Question

I need help on my chemistry labMolarity of NaOH = 0.5140 MVolume of HCl = 10.0 mL

Answer 1

The question provides information on three trials where the volume of NaOH used in each one is provided and requests us to answer questions about the reaction between the 0.5140 M NaOH solution and an HCl solution with unknown concentration (volume of HCl = 10.0 mL).

The reaction between NaOH and HCl, a strong base and a strong acid, can be expressed as:

`\text{HCl}_{}+NaOH_{}\to NaCl+H_2O`

To calculate the number of moles of NaOH, we'll need the following equation, where the molarity of a solution (M) is defined as the number of moles of the compound (n) divided by the volume of the solution (V):

`M=\frac{n\text{ (mol)}}{V\text{ (mol)}}\to n=M* V`

Since the average volume of NaOH used was 10.43 mL and the concentration given for this solution was 0.5140 M, we can calculate the number of moles of NaOH as it follows:

`n=M* V\to\text{ n=(0.5140 mol/L)}*(10.43\text{ }*10^(-3)L)=5.361*10^(-3)mol`

(notice that we must convert the volume, given in mL, to L, by multiplying the value by 0.001)

Therefore, the number of moles of NaOH calculated from the average volume used is 0.005361 moles.

To calculate the number of moles present in 10.0 mL of the unknown HCl sample, we'll consider that the average volume of NaOH used was the volume required to completely neutralize 10.0 mL of HCl.
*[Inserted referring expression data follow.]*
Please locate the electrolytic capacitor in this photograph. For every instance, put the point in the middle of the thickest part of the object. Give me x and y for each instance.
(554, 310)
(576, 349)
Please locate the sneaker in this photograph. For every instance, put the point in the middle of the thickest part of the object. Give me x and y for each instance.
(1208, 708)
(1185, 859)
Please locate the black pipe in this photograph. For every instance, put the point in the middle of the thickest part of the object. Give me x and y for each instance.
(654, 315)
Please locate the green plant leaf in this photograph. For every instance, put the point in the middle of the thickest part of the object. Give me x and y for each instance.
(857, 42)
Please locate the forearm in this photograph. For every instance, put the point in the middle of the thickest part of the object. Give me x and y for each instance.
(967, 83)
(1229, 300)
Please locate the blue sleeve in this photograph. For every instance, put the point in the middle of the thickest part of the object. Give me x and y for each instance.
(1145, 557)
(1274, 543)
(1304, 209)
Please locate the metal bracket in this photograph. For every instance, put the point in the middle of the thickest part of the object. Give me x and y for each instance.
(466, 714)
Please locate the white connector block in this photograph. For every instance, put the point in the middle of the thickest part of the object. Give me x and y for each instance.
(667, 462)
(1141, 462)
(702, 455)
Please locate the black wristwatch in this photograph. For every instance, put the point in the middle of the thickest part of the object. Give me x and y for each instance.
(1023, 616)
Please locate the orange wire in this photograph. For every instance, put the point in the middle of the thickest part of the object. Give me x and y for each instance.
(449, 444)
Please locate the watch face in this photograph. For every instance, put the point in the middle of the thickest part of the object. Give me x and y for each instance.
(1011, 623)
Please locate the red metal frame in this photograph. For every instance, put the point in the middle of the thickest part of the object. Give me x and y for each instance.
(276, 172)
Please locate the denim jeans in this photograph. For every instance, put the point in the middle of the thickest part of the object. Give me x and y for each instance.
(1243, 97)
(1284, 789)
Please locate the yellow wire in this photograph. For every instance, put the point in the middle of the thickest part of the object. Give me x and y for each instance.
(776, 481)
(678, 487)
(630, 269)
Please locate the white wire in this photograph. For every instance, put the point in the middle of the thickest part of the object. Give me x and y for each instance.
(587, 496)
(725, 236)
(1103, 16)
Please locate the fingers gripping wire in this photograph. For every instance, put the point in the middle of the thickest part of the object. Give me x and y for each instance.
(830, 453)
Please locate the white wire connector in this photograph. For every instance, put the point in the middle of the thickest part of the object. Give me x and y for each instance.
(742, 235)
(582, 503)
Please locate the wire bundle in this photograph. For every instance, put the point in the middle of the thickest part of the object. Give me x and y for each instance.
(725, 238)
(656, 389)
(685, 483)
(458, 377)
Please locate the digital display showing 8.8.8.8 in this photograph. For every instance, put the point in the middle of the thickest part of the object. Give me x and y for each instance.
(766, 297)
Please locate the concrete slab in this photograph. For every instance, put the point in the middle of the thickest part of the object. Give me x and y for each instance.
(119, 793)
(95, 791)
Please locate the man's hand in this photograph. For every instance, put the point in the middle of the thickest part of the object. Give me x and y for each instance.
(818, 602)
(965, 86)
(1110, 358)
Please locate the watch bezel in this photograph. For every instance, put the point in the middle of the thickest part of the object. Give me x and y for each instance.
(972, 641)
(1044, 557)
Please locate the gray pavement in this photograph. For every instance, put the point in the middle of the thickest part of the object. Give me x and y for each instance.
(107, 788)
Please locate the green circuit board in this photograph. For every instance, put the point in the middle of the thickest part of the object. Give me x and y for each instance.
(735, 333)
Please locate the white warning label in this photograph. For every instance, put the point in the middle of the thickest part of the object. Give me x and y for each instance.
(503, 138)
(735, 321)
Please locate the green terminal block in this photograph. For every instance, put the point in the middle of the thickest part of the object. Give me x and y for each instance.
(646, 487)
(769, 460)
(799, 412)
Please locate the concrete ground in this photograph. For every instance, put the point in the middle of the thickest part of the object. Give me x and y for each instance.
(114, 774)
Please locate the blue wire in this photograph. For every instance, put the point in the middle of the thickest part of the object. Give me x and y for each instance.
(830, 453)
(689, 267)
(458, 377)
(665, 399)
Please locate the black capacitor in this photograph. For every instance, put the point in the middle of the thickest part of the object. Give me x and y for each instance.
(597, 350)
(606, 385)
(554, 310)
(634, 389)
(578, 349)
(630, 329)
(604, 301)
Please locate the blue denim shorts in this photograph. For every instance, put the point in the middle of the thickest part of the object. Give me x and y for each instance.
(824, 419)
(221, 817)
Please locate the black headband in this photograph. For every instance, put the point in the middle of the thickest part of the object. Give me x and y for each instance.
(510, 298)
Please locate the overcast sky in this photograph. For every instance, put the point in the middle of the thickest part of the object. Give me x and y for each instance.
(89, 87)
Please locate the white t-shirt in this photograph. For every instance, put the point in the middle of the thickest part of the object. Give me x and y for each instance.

With that, we can write that, when the neutralization happens:

number of moles of NaOH = number of moles of HCl

Therefore, the number of moles of HCl in 10.0 mL of the solution is 0.005361 moles.

At last, we can calculate the concentration of the HCl solution using the number of moles calculated (0.005361 moles) and the volume used (10.0 mL), as it follows:

`M=\frac{n\text{ (mol)}}{V\text{ (L)}}\to M=\frac{0.005361\text{ mol}}{(10.0\text{ }*10^(-3)L)}=0.5361\text{ mol/L}`

Therefore, the molar concentration of the HCl solution used is 0.5361 mol/L, calculated from the average volume of NaOH used in the experiment.